La prison de Pentonville en Angleterre, en 1844. Source : Wikipedia.
Sommaire

À la recherche du meilleur régime pénitentiaire 

À partir de la fin du xviiie siècle, la prison est devenue le nouvel étalon de la peine et de la rationalité punitive en Europe. Son avènement s’inscrit dans l’histoire longue des lieux d’enfermement d’Ancien Régime (tuchthuis hollandais, bridewell anglais, hôpital général français), qui cumulaient des fonctions de détention, d’assistance et de correction. La refonte du droit de punir, appuyée sur une nouvelle conception de la justice élaborée notamment par le juriste et philosophe italien des Lumières, Cesare Beccaria (1738-1794), débarrasse progressivement les codes pénaux de la panoplie des châtiments corporels. Un processus majeur de transformation de l’enfermement s’enclenche entre 1750 et 1850 qui fait de la prison un espace alors proprement pénal.

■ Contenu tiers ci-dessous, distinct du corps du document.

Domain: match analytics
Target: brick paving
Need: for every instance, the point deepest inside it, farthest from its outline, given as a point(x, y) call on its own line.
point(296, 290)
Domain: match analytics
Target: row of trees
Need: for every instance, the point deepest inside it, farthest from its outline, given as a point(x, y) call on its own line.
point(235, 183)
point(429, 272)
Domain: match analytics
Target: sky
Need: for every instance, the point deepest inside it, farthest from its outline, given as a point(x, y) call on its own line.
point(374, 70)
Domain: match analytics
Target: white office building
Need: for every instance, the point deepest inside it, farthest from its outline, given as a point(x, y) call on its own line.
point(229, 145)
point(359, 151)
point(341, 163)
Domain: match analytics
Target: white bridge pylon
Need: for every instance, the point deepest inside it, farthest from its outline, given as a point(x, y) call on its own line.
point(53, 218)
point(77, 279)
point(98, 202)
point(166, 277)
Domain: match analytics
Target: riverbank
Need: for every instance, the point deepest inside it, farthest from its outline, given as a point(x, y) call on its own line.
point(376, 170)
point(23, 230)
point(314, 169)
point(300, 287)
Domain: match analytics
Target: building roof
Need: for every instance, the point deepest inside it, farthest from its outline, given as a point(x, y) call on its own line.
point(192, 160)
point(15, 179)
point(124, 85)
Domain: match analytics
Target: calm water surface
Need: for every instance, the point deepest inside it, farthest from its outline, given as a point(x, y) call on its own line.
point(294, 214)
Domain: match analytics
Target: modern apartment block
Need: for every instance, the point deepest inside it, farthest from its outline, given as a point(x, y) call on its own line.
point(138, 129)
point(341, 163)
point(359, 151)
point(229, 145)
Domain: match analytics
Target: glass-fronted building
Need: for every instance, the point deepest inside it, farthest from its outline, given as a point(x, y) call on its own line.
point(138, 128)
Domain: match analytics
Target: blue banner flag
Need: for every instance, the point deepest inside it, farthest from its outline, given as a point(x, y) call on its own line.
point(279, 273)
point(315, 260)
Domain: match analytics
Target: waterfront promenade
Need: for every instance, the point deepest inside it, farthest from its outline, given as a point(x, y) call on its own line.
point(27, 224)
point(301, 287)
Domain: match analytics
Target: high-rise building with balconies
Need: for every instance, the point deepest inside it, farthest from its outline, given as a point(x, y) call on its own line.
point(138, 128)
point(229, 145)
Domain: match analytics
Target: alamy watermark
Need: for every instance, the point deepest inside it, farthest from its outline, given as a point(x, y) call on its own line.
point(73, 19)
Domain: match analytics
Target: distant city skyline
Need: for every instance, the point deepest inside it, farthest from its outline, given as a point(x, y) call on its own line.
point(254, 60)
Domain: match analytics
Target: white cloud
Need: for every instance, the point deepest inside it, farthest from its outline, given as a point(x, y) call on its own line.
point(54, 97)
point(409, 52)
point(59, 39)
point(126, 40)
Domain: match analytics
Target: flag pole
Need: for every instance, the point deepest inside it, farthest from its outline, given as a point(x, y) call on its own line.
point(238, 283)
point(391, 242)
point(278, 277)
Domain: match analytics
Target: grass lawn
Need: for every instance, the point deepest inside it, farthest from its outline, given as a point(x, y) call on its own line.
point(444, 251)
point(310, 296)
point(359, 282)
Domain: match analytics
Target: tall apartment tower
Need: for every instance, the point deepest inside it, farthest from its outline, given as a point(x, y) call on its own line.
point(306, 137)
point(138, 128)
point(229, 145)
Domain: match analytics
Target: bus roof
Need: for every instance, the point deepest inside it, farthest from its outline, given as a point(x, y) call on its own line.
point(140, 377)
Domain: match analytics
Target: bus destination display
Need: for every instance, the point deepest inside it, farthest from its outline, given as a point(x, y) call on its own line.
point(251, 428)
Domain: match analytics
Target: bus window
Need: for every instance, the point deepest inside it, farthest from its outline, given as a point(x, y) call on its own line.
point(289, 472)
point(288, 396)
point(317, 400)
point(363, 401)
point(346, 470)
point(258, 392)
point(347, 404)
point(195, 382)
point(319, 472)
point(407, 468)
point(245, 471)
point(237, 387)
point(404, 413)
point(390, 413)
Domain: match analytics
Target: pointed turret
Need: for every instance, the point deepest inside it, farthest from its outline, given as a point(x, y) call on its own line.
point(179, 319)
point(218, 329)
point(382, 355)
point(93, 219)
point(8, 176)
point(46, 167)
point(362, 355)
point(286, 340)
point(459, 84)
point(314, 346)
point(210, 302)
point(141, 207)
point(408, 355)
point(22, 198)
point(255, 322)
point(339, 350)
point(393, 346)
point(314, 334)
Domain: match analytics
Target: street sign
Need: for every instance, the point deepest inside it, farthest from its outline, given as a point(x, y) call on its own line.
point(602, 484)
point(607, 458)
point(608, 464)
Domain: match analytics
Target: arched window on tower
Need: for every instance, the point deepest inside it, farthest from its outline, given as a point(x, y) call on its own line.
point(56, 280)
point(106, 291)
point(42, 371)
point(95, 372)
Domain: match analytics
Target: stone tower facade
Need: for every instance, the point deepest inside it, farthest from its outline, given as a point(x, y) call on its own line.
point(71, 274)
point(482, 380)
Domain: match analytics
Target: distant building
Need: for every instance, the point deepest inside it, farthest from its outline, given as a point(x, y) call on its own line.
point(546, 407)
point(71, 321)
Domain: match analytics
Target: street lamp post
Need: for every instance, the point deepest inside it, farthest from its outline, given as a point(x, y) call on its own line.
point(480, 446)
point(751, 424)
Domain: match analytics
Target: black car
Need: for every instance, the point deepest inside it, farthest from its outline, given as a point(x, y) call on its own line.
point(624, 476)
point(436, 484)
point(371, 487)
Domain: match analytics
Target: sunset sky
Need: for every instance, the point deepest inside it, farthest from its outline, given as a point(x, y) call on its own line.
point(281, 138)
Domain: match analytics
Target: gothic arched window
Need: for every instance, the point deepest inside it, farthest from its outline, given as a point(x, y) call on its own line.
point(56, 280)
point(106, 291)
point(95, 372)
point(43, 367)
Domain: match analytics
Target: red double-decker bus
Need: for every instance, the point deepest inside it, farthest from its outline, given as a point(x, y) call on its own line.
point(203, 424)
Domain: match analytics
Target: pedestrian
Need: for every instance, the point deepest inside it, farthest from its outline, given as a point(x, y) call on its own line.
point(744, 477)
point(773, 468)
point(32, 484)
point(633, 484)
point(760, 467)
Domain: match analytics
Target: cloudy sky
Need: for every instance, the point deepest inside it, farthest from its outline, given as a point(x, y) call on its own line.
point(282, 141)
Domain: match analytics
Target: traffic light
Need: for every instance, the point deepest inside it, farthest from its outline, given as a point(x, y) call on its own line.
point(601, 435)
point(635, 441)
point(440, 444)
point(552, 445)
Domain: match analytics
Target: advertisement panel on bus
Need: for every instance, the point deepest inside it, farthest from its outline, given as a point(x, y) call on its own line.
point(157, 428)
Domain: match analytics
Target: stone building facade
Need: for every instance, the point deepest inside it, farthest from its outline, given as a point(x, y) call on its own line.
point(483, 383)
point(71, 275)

Les prisons comme lieux de peine suscitent d’emblée de nombreux discours sur la nécessité de les réformer. Ce souci se retrouve dès la fin du xviiie siècle dans l’œuvre du sheriff John Howard (1726-1790), qui entreprit un voyage pour visiter les prisons du continent afin de réformer le système de son pays. La réforme, entendue comme la recherche de la meilleure organisation pénitentiaire, devient une préoccupation à l’échelle européenne. Dans les années 1810-1830, les philanthropes, tels le Prussien Heinrich Balthasar Wagnitz (1755-1838) ou l’Anglaise quaker Elizabeth Fry (1780-1845), dénoncent les conditions de vie carcérale. Ces premiers réformateurs partagent l’intime conviction, teintée de foi religieuse, que la prison contient la promesse d’une transformation morale des individus condamnés, à condition de les soumettre à une stricte discipline.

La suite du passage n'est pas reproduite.